In terms of technology used, biofuels are classified as – first generation, second generation and third generation biofuels. First generation biofuels, as defined by Wikipedia, are fuels made from sugar, starch, vegetable oil, animal fat using conventional technology. Due to some limitations in the production techniques of first generation fuels, second generation fuels came into being. These are derived from cellulose and made using an advanced technology. Third generation biofuels come from algae and are thus named oilgae.

Before moving further it is equally important to answer why there’s a sudden need to switch over to biofuels? Biofuels have been around for centuries, the first one being a solid biofuel that mankind has used at large i.e. wood. But with the advent of fossil fuels like coal, petroleum etc. biofuels went into oblivion. Not to stay there for long but to comeback again in a changed and a more developed form. Thus came into being biodiesel, bioethanol, biogas etc. The need came about due to severe oil crisis in the 1970s and the alarming problem of global warming being caused by burning of fossil fuels.
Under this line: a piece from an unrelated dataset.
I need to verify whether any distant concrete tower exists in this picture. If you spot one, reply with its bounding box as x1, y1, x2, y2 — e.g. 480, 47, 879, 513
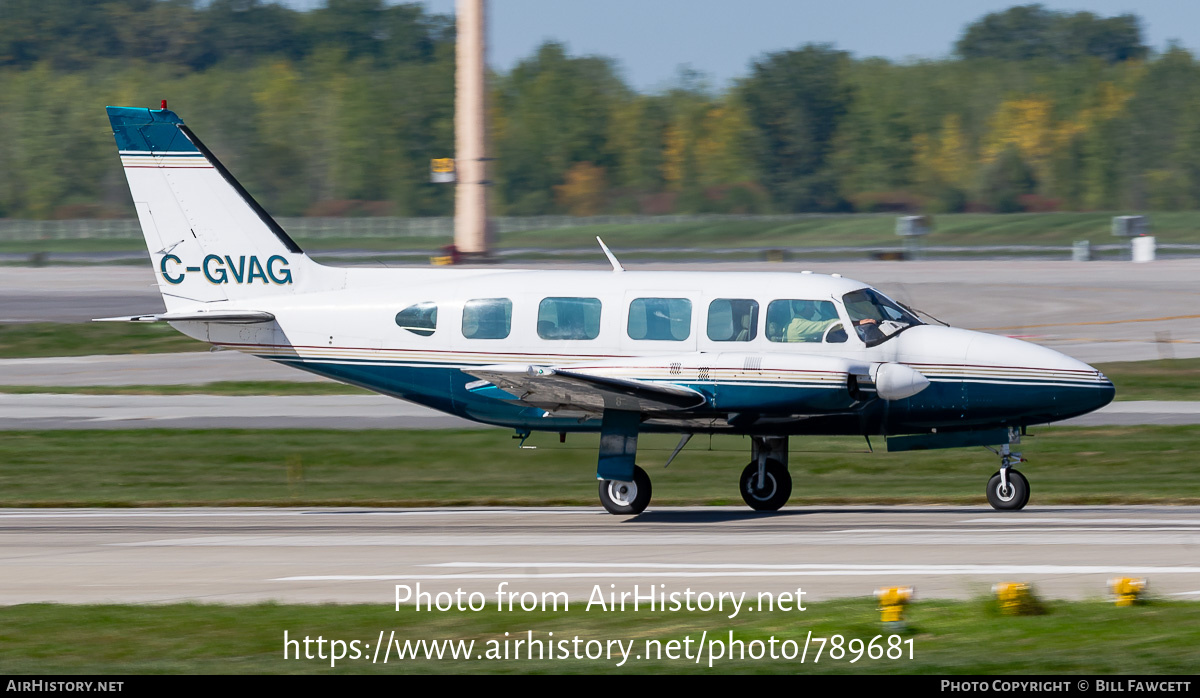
454, 0, 491, 257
As biofuels started their journey, all was good but gradually the problems surfaced. They were with no doubt, a boon to mankind and the whole encompassing environment. Reduction in greenhouse gases was and is the need of the hour in order to save our planet and biofuels did provide a little solution to this big issue. Biofuels like biodiesel are being used in Europe extensively and it has shown good results too. It did result in lowering the level of greenhouse gases in the atmosphere.

Biofuels like biodiesel is obtained from plants of jatropha, rapeseed, coconut and oil palm. Bioethanol is derived from wheat, sugar cane, sugar beet, corn, molasses etc. The advocates of biofuel also pointed out how helpful they are in addressing the energy crisis looming large over the countries. They also pointed out towards the large profits that can be earned through production of biofuel which will develop newer markets for the countries rich in biofuels. But, all this at the cost of what and whom?

As a result, controversies emerged about the use and production of biofuels. It was found that biofuels produced a more dangerous greenhouse gas – nitrous oxide – than carbon dioxide. Consequently, it was more damaging to the environment. It was also learned later that “the production of biofuels consumes more energy than it yields and they weren’t sustainable enough to replace fossil fuels.” As is known biofuels are derivatives of food products such as coconut, oil palm etc. so critics have rightly expressed concern regarding inflated prices of other  food products whose production will be overlooked in order to make profit from biofuel production and other related issues. The OECD report of 2007 states this quite clearly as it says “biofuels could starve an enormous number of people considering its effect on food prices and low purchasing power of many people in the world.”

Thus, biofuels are more harmful than beneficial to mankind and the environment at large. It is indeed important that we take steps to save our environment and planet but not at the cost of humans, animals and plants. And not just to satisfy our economical ends ignoring the larger picture, as in the end it would do no good to anyone.